Do not try to make a numpy array using for-loops. It may take years :).

In [None]:
# this takes for ever
import numpy as np
myarray = np.array([])
for i in range(iterations):
    myarray = np.append(myarray, i+1)

what’s faster than a for loop or a list comprehension? Array computations! Actually, it is a bad practice in Python to use for loops, list comprehensions, or .apply() in pandas.
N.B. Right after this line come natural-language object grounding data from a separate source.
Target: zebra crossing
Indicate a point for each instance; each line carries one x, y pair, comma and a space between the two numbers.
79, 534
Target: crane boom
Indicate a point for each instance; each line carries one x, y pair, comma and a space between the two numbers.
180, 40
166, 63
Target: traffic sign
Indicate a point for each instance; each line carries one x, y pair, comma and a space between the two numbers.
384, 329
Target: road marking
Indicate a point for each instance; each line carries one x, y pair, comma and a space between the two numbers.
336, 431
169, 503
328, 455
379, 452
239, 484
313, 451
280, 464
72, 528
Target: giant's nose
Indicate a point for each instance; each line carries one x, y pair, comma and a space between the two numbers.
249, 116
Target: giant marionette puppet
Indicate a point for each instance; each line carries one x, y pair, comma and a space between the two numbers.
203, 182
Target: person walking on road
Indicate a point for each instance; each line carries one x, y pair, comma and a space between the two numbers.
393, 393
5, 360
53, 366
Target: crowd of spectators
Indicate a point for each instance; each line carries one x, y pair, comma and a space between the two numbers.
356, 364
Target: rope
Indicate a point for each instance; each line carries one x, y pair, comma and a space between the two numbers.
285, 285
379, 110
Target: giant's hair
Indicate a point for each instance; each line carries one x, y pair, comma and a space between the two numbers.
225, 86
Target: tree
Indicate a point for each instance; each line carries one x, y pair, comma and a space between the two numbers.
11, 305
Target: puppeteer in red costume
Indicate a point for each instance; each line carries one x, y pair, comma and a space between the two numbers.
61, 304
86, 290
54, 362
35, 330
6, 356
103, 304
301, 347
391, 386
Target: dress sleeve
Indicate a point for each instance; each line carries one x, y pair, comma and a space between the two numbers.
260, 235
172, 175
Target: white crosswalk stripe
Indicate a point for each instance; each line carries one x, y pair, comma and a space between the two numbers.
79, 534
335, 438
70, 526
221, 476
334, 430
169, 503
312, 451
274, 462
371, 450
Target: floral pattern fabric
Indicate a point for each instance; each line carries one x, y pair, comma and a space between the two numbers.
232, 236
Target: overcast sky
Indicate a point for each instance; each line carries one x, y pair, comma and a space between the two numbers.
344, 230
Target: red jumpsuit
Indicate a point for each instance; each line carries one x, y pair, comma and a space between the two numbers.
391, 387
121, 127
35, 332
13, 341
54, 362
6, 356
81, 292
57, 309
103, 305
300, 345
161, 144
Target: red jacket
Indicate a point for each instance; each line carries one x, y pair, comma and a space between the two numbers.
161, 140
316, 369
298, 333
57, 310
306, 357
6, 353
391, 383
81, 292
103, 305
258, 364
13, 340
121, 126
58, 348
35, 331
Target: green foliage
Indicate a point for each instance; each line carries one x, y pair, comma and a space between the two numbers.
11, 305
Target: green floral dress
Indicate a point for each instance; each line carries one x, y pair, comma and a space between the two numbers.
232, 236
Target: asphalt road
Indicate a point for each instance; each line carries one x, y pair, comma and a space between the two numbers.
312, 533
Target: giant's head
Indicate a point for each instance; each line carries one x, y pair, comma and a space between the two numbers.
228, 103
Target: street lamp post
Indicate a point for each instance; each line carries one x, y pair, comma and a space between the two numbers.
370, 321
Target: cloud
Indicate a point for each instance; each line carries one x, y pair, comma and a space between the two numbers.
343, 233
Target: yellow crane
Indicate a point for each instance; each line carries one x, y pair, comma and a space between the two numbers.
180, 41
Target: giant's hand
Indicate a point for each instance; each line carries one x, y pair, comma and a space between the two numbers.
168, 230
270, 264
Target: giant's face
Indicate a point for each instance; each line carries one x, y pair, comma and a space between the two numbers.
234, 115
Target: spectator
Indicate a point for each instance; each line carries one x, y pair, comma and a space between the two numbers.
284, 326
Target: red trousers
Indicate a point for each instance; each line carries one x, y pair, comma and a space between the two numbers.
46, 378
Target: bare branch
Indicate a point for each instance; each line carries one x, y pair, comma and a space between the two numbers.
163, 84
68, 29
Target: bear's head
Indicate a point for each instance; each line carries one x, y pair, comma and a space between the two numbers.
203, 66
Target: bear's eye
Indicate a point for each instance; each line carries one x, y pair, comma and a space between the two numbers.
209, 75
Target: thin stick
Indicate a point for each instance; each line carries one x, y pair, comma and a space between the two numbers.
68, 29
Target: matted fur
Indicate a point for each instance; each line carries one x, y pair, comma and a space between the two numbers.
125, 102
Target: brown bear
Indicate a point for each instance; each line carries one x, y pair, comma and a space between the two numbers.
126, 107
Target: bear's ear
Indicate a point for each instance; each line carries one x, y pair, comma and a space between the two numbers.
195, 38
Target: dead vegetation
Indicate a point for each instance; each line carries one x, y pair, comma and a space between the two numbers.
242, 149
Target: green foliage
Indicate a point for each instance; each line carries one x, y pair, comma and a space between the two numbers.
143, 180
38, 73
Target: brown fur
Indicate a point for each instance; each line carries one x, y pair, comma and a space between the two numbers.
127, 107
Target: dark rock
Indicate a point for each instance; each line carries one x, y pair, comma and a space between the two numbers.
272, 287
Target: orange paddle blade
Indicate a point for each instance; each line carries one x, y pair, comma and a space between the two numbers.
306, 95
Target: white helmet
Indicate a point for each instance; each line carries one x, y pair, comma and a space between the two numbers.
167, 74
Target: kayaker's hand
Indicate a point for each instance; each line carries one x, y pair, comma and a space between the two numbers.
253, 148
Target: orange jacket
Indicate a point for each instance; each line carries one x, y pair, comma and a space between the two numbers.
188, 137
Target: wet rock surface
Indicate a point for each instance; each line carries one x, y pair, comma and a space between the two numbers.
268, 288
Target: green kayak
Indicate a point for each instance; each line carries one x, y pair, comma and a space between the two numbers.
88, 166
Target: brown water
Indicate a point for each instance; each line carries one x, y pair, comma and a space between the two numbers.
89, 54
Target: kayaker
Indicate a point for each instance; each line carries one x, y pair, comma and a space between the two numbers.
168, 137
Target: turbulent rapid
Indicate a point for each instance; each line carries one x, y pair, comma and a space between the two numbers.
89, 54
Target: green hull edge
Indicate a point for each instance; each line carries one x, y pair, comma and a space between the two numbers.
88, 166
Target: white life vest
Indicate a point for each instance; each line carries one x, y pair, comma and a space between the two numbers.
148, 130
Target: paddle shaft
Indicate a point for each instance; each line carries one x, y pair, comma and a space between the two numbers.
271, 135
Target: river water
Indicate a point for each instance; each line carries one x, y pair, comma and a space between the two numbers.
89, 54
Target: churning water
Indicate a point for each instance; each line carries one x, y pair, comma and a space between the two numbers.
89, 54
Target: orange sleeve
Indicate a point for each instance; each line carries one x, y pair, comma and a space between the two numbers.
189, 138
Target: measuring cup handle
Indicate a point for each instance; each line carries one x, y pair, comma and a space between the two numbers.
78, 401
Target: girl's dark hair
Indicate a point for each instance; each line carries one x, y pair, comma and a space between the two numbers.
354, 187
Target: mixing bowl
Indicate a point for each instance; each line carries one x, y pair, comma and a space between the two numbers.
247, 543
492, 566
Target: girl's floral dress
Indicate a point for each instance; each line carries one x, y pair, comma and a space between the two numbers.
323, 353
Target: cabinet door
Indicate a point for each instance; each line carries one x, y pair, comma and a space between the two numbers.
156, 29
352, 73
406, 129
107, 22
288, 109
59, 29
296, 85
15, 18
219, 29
Instead, you should always prefer array computations.

In [24]:
start = time.time()
mylist = list(range(iterations))
end = time.time()
print(end - start)

3.1701016426086426


The comparison of Chat GPT:

List comprehensions:

1. Use list comprehensions when you want to create a new list by applying a transformation or filtering to an existing iterable.
2. List comprehensions are concise and provide a compact way to generate lists in a single line of code.
3. They are often used when you need to perform a simple transformation or filtering operation on every element of an iterable.
4. List comprehensions can be more readable and expressive than writing equivalent loops.

Loops (for/while loops):

1. Use loops when you need to repeatedly execute a block of code for a specific number of iterations or until a certain condition is met.
2. Loops are more flexible and can handle complex control flow situations that cannot be easily expressed with list comprehensions.
3. They are suitable when you need to perform more complex operations that involve multiple statements or conditions.
4. Loops can also be used to iterate over an iterable without necessarily creating a new list.

In general, list comprehensions are preferred when the task involves transforming or filtering an iterable to create a new list. They are concise, readable, and often more efficient. However, if the task requires complex logic, multiple statements, or control flow that cannot be easily expressed in a single line, using a loop is more appropriate.